I have an application where I read csv files and do some transformations and then push them to elastic search from spark itself. Like this
input.write.format("org.elasticsearch.spark.sql")
.mode(SaveMode.Append)
.option("es.resource", "{date}/" + type).save()
I have several nodes and in each node, I run 5-6 spark-submit
commands that push to elasticsearch
I am frequently getting Errors
Could not write all entries [13/128] (Maybe ES was overloaded?). Error sample (first [5] error messages):
rejected execution of org.elasticsearch.transport.TransportService$7@32e6f8f8 on EsThreadPoolExecutor[bulk, queue capacity = 200, org.elasticsearch.common.util.concurrent.EsThreadPoolExecutor@4448a084[Running, pool size = 4, active threads = 4, queued tasks = 200, completed tasks = 451515]]

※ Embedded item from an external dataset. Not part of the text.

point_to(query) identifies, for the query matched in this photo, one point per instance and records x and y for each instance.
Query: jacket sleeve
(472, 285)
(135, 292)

My Elasticsearch cluster has following stats -
Nodes - 9 (1TB space,
Ram >= 15GB ) More than 8 cores per node
I have modified following parameters for elasticseach
spark.es.batch.size.bytes=5000000
spark.es.batch.size.entries=5000
spark.es.batch.write.refresh=false
Could anyone suggest, What can I fix to get rid of these errors?